Bend, Not Shift

AI April 25, 2026 10 min read Arjun Srivastava

Bend, Not Shift

The missing kind of learning in the age of scaling laws

The strangest thing about neural scaling laws is not that models get better as they get larger. Of course they do. The strange thing is how smoothly they get better.

Across enormous changes in model size, data, and compute, loss often falls along a simple power law. On a log-log plot, the curve becomes a line. Add more compute, and the model improves by a predictable fraction. Add another order of magnitude, and it improves by another predictable fraction. The process is astonishingly reliable. It is also strangely mechanical.

That straightness should bother us.

If intelligence were recursively discovering better abstractions, why would progress look so much like steady statistical refinement? Why would each new order of magnitude of compute buy roughly the same fractional improvement as the last? Why does the curve not bend?

This is not an argument that neural networks do not learn abstractions. They obviously do. The sharper question is whether those abstractions make future learning cheaper.

So far, mostly, they do not. Current systems learn many useful local abstractions, but those abstractions do not yet reliably collapse the search space in a way that changes the macroscopic learning regime.

A better model shifts the line. A different kind of learner bends it.

Shift vs Bend

Figure 1 — Shift vs Bend. Better engineering shifts the scaling curve. A different kind of learner bends it.

That distinction is the lens of this essay.


1. Power laws are useful, but slow

A common empirical form of neural scaling is:

$ L(C)-L_\infty = aC^{-\alpha} $

Here $L(C)$ is loss at compute scale $C$, $L_\infty$ is an irreducible floor, and $\alpha$ is the scaling exponent.

Kaplan et al. made this form central to modern language modeling by showing that loss scaled predictably with model size, dataset size, and compute across many orders of magnitude. Hestness et al. had already found similar power-law behavior across machine translation, language modeling, image processing, and speech recognition.

That breadth matters. Power-law scaling is not only a language-model fact, and it is not cleanly explained by any one data distribution, such as Zipfian word frequencies. The recurring object is broader: neural learners encountering tasks where structure has to be discovered from large effective spaces.

The practical lesson was obvious: scale works.

But scale works slowly.

If $\alpha = 0.05$, then increasing compute by 10x only multiplies the remaining loss by:

$ 10^{-0.05} \approx 0.89 $

That is about an 11% reduction in the gap to the floor.
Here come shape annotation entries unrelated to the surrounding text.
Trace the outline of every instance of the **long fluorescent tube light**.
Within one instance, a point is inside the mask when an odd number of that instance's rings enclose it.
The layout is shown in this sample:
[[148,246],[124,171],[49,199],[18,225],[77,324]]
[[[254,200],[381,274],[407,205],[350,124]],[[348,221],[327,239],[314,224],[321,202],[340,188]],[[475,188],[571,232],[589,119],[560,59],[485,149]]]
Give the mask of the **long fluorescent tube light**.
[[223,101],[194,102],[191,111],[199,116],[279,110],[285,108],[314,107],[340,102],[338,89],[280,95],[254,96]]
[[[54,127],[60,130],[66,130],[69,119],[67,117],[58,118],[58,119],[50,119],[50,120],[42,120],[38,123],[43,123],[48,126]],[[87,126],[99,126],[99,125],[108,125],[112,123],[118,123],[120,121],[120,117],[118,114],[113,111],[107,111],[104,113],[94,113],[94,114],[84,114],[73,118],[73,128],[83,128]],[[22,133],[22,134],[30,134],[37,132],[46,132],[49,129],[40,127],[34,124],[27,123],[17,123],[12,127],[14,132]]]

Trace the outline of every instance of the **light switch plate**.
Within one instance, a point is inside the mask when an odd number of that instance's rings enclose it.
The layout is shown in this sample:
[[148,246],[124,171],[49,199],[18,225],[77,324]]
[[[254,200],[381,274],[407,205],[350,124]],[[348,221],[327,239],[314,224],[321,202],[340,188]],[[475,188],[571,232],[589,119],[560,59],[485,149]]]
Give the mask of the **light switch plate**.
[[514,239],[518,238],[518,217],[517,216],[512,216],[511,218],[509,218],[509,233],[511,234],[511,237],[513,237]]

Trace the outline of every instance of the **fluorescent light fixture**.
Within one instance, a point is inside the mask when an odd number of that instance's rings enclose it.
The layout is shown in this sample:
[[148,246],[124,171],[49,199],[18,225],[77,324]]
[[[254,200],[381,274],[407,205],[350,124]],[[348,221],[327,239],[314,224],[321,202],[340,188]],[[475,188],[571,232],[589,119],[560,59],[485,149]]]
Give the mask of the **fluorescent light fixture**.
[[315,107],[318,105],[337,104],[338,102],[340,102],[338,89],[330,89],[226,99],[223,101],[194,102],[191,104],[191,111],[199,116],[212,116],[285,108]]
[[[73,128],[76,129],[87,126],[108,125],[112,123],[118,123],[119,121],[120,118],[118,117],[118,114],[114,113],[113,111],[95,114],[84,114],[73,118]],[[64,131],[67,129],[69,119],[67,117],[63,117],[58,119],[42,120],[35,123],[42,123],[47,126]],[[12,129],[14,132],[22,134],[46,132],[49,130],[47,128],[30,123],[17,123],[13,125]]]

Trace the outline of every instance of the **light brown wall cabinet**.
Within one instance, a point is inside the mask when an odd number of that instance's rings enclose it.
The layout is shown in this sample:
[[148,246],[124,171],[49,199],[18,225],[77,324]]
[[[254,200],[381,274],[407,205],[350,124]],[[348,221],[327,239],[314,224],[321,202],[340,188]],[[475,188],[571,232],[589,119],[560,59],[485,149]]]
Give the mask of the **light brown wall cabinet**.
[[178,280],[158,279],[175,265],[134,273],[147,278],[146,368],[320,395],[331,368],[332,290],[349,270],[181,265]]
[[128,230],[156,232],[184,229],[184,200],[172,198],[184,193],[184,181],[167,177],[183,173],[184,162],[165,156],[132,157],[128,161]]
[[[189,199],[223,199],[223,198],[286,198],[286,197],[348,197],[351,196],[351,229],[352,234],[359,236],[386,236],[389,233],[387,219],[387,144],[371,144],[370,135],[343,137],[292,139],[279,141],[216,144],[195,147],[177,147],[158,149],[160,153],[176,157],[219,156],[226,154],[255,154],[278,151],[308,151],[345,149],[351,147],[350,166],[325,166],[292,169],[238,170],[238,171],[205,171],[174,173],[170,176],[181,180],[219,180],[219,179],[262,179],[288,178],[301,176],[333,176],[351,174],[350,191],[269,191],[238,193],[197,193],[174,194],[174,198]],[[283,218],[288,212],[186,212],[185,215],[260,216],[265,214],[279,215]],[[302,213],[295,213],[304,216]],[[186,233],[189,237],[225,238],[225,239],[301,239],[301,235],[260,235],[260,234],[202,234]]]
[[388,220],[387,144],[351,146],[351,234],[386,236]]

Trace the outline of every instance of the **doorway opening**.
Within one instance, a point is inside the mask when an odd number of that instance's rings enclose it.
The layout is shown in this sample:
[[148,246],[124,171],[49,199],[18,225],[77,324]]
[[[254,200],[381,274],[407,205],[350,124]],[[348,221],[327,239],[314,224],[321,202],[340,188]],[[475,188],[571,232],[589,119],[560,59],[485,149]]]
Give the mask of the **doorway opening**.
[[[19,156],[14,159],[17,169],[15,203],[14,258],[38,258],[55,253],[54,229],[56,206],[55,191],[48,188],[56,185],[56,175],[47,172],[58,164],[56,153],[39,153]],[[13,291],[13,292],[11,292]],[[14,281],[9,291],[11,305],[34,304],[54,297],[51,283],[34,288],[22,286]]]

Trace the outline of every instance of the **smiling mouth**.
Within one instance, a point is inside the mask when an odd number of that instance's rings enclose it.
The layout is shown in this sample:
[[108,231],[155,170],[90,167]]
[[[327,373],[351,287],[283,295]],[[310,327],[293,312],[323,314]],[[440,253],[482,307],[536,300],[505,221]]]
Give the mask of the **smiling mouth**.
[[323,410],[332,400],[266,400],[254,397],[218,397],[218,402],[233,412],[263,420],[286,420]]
To halve the remaining gap, you need roughly:

$ 2^{1/0.05} \approx 1,000,000 $

or about a million-fold increase in compute.

This does not make scaling unimportant. A predictable 11% reduction can be economically enormous. But a power law is not the curve one would naturally expect from a system that repeatedly discovers abstractions that make future learning dramatically cheaper.

It is the curve one expects when each step keeps extracting information from a large effective space at a roughly stable rate.


2. A dumb sampler can draw the same curve

A power law does not require understanding.

Imagine sampling $n$ points uniformly at random inside a $d$-dimensional box. Pick a target point and ask how close the nearest sample gets.

The volume of a radius-$r$ ball in $d$ dimensions scales like $r^d$. To get one sample inside that ball, we need approximately:

$ nr^d \approx 1 $

which gives:

$ r \approx n^{-1/d} $

That is a power law.

No architecture. No gradient descent. No representation learning. No abstraction. Just blind sampling and order statistics.

HyperLogLog gives an even simpler version of the same intuition. A hash value with $k$ leading zero bits occurs with probability $2^{-k}$. To see such an event, you need about $2^k$ samples. The system improves by waiting for rare events. It remembers the best event so far, but it does not use that memory to change where future samples come from.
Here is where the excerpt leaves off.